- Theatrical release poster
- Directed by: Brendan Walsh
- Written by: Jim Beggarly
- Produced by: Bradley Ross; Peter Block; Cory Neal; Ross Meyerson; Brendan Walsh; Samantha Cocozza;
- Starring: Edie Falco; Jeannie Berlin; Charlie Tahan; Kayli Carter; Michael Rapaport; Michael Beach; Sepideh Moafi; Bradley Whitford;
- Cinematography: Aaron Medick
- Edited by: Aron Paul Orton
- Music by: James Righton
- Production companies: Open Swim; A Bigger Boat;
- Distributed by: Brainstorm Media
- Release dates: October 7, 2023 (Hamptons); September 6, 2024 (United States);
- Running time: 98 minutes
- Country: United States
- Language: English

= I'll Be Right There =

I'll Be Right There is a 2023 American independent comedy film written by Jim Beggarly, directed by Brendan Walsh and starring Edie Falco.

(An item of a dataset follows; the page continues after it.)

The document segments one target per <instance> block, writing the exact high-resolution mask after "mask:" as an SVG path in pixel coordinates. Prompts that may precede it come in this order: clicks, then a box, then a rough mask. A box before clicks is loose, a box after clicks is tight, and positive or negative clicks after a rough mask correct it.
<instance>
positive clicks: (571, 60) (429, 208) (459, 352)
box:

It was filmed in Pearl River, New York.

==Cast==
- Edie Falco as Wanda
- Jeannie Berlin as Grace
- Charlie Tahan as Mark
- Kayli Carter as Sarah
- Michael Rapaport as Marshall
- Michael Beach as Albert
- Sepideh Moafi as Sophie
- Bradley Whitford as Henry

==Production==
In December 2022, it was announced that filming wrapped in New York.

==Release==
The film premiered at the Hamptons International Film Festival on October 7, 2023. It also premiered that same month at the Newport Beach Film Festival. The film is scheduled to be released in select theaters on September 6, 2024.

==Reception==

Metacritic, which uses a weighted average, assigned the film a score of 66 out of 100, based on 5 critics, indicating "generally favorable" reviews.